Learning from Talk to Me in Korean

While browsing the Language Learners forum, someone posted something that led me to this site - Talk to Me in Korean.

I didn't listen to any of their Soundcloud lessons, but I've started to read through the content and it's a good grammar revision for my upcoming test.

I learnt that 이, 그, 저 can be attached before any noun to say "this [noun]"/"that [noun]", so for example 이 커피 means "this coffee".

Plus, I learnt a new expression for expressing desires: -고 싶어요. (I want to...)

You remove the 다 from the verb's dictionary form and attach it to the 고, much like the construct for expressing events that happen in a sequence.

So to say that you want to watch (보다) televsion: 텔레비전을 보고 싶어요.

I was wondering when we'd learn modal verbs in Korean... well, who know when that's in the book.

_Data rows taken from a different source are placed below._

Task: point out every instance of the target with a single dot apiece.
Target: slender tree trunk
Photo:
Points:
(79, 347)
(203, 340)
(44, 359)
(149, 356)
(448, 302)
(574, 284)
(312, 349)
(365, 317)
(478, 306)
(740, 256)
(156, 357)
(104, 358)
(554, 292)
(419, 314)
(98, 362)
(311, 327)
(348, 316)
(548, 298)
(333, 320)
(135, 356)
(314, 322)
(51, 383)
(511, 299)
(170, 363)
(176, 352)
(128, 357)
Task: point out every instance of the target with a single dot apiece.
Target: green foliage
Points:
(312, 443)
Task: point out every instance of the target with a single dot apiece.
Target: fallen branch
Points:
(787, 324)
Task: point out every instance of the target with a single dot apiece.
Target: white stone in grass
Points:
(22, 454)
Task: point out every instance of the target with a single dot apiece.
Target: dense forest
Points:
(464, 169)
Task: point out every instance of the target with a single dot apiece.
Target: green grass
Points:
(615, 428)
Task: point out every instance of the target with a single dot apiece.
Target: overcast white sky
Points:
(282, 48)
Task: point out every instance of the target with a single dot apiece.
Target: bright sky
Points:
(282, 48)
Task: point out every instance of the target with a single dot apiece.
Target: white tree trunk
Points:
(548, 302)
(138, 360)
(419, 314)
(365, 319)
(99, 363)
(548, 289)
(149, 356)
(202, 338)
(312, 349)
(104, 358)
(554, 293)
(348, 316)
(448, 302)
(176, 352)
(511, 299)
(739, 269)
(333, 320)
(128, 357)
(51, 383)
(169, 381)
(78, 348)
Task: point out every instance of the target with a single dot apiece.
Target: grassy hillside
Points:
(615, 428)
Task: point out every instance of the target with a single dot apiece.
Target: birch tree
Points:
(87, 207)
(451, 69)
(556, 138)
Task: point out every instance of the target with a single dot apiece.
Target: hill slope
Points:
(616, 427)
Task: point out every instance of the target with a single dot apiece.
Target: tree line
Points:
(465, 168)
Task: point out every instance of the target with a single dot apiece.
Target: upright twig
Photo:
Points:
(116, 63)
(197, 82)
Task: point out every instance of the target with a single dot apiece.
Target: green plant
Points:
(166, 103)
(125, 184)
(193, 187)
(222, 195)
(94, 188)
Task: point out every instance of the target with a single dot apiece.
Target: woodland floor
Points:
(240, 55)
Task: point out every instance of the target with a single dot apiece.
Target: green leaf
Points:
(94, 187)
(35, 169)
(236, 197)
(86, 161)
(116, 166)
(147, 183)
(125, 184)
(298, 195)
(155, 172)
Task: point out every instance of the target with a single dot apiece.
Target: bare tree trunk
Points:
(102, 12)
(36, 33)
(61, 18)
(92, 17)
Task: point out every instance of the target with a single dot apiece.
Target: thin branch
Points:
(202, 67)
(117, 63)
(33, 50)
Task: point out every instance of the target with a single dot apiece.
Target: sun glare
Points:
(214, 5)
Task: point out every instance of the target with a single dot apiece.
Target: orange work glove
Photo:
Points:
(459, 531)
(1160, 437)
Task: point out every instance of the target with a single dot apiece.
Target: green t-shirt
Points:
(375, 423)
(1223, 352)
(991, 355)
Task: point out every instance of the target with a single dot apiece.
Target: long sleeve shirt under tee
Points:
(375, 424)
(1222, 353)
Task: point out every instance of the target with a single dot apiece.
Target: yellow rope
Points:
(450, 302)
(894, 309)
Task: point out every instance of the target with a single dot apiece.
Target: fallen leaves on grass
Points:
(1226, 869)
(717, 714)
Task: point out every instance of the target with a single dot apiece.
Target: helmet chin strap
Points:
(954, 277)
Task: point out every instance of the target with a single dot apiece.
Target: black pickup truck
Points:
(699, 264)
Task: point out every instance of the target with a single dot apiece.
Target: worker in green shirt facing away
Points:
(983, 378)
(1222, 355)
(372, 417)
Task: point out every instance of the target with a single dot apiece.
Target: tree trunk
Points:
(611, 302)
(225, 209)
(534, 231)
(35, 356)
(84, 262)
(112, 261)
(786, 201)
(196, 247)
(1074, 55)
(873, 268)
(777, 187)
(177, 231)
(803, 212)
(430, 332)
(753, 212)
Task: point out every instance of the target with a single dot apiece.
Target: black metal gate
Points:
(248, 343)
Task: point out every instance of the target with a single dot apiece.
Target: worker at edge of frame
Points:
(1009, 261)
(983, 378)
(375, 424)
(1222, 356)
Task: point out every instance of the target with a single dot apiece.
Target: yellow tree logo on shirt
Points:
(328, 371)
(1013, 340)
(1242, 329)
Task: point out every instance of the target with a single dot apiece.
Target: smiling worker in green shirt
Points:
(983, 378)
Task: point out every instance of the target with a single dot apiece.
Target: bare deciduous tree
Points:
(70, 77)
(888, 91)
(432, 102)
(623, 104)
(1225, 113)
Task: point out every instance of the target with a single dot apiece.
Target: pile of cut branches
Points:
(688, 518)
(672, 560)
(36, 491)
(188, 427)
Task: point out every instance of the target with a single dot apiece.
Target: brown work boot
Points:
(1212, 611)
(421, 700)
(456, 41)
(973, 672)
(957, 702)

I've noticed that the site taught the particles much later on (and only the subject/topic particles, though they do explain the differences in emphasis), so their example sentences all didn't have the object particle. The sentence was given as 텔레비전 보고 싶어요.

I find the romanisation for everything (every Korean word or sentence) super distracting, but I guess if it's targeted at beginners and this is Level 1 and they don't apparently teach the alphabet... then that's probably why.